Hace bastantes años un poeta, filósofo y gran amador de Dios nos señalaba -en una tertulia inolvidable, nocturna, romana- a un pequeño grupo que le escuchaba atentamente, el gran poder poético del verbo recordar, referido a la segunda persona de modo interrogativo: "¿recuerdas?". Muchos sustantivos y muchos verbos tienen una eficacia poética inmensa; pero el verbo recordar nos devuelve a un tiempo y a una situación tan entrañablemente nuestros, los actualiza, los hace presentes de tal manera que remueve todas las fibras de nuestro ser. No es el pasado como pasado lo que se evoca: es lo mío anterior como actuante y presente: vivo.

El espíritu egocéntrico y pragmático de hace ya muchas décadas ha conseguido que nos desinteresemos del pasado haciéndonos creer que está muerto. Esto podría ser verdad si cada uno de nosotros fuese cada día, cada hora, cada minuto de su vida un compartimiento estanco, discontinuo pero a la vez pleno de sentido. En definitiva si cada uno de nosotros fuese muchos a la vez, a lo largo del tiempo. Pero la conciencia personal nos dice que somos -que soy- el mismo desde hace un largo período cuyo inicio no sé ubicar con precisión, pero que es -así lo conceptúo y  lo siento- real y activo.

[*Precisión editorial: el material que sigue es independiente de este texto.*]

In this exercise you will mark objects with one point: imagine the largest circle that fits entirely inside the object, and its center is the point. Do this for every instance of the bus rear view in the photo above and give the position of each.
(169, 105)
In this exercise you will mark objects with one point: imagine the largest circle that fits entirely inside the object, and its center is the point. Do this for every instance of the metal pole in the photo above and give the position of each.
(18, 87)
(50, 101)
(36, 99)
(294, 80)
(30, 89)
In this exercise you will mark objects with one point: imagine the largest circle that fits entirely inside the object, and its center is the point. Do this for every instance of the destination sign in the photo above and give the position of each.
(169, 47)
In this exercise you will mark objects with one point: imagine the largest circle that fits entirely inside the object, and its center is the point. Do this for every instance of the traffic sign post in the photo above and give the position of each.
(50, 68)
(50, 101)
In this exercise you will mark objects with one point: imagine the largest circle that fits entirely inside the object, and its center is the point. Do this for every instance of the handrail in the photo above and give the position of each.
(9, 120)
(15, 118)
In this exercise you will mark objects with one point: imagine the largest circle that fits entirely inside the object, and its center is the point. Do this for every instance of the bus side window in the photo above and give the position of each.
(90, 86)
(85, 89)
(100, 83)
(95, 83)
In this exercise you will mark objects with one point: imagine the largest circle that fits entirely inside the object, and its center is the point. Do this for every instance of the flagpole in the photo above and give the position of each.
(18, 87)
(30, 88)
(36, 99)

Sin embargo ha prevalecido el influjo del medio sobre el testimonio del espíritu y ahora las historias que nos contamos suelen ser vacíos espacios de nada, en los que yo no estoy. Y cuando alguno se asoma a las ventanas de sus ojos y desde la puerta de su alma se atreve a lanzar un grito que descubre su propio corazón, suele ser tildado de intimista, subjetivo, críptico...

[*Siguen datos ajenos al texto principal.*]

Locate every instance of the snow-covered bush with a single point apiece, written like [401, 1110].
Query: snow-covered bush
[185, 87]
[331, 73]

¿En dónde está la diferencia entre un narrar de aconteceres que re-vivo como míos, y las cuidadas descripciones de acontecimientos impersonales, intensos, llenos de revelaciones, pero ajenos? No ciertamente en el interés con el que eventualmente, se sigue cada historia, en su ritmo o en su perfección estilística, sino en su capacidad de convocar, de llamarme, de sacarme de mi sitio, para ubicarme en el que hoy y ahora me corresponde; en definitiva, de hacerme re-vivir, ya que de esta manera me enriquece.
Pero el prejuicio pragmático y egocéntrico -que desdeña el testimonio del espíritu humano-, utilizando los recursos que le facilitan los medios de comunicación audiovisual -cine, televisión- prefiere la historia truculenta con  la que se llora sin tristeza; o el miedo impostado de las narraciones de terror, en las que se teme sin desconfianza; o los finales felices en los que la dicha es efímera no solo en el tiempo sino en sustancia, porque no tiene que ver conmigo, sino con mis sentimientos.
Deberá llegar el día en que sepamos utilizar esos instrumentos -cine, televisión- para mejor recomponer el pasado, estructurar más eficazmente el futuro y así re-vivir el presente con mayor intensidad. Es decir que los medios de expresión -cine, televisión- me faciliten vivir mi historia, me hagan realista; en lugar de ser cauce de evasión o, lo que es peor, de disgregación y división del ser personal.
¡Volved a las raíces!, en donde se encuentra la savia que nos hace vivir realmente. Volved a las raíces y contaréis a vuestros hijos historias del pasado que se harán presente en vuestros labios porque habrán sido re-vividas en vuestros corazones. Historias que fueron escritas con la vida para quienes vienen después, y que no tenemos derecho a silenciar.

No es novedad. Transcribiré para ti lo que hace tiempo dejé escrito en un libro que lleva el título  de este blog. La intención es hacernos conscientes de que vivimos para los demás, particularmente para los que vendrán, más aún, para los que ya llegaron pero que respecto de nosotros, vienen después. Espero que podamos hablar de responsabilidad, sí; pero también de muchos otros valores y virtudes que exige la convivencia diaria. Ojalá podamos conversar muy directamente de lo que cada uno tiene en el corazón y desearía comunicarlo a los demás con ánimo de ayudarlos a crecer. Esa fue al menos mi intención cuando redacte muchas de las páginas que irán apareciendo como propuestas a este diálogo que ahora inicio desde esta tribuna.